Although "Jamie's Cryin'" did not chart when it was released as a single, Eddie Van Halen was disappointed that their cover of "You Really Got Me" was chosen as the lead single from the album over "Jamie's Cryin'". He stated that "It kind of bummed me out that Ted [Templeman] wanted our first single to be someone else's tune. I would have maybe picked 'Jamie's Cryin', just because it was our own."

== Other releases ==
"Jamie's Cryin'" was one of five songs included on a sampler EP that Warner Bros. Records put out in advance of the release Van Halen (along with "Runnin' with the Devil", "You Really Got Me", "Eruption" and "Ice Cream Man"). The band also shot a music video for the song at the Whisky a Go Go, along with videos for the first two singles from the album.

In Japan, "Jamie's Cryin'" was the B-side to the band's 1978 single "On Fire".

"Jamie's Cryin'" was included on the 2004 Van Halen compilation album The Best of Both Worlds.

"Jamie's Cryin'" is one of the songs included on Guitar Hero: Van Halen.

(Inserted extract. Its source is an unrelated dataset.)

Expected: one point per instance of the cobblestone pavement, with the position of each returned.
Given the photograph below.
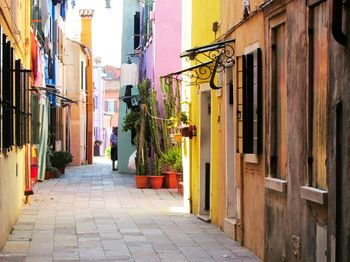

Roth sang a version of "Jamie's Cryin'" on the 2006 tribute album Strummin' with the Devil: The Southern Side of Van Halen.

==Sampling==
Tone Loc sampled "Jamie's Cryin'" for his 1988 song "Wild Thing". Producer Matt Dike incorporated parts of the intro of "Jamie's Cryin'" as well as some guitar licks into "Wild Thing" in order to give it a "West Coast vibe." Van Halen did not originally give permission to sample the song and sued over it, but eventually an out-of-court settlement was reached, apparently for $180,000.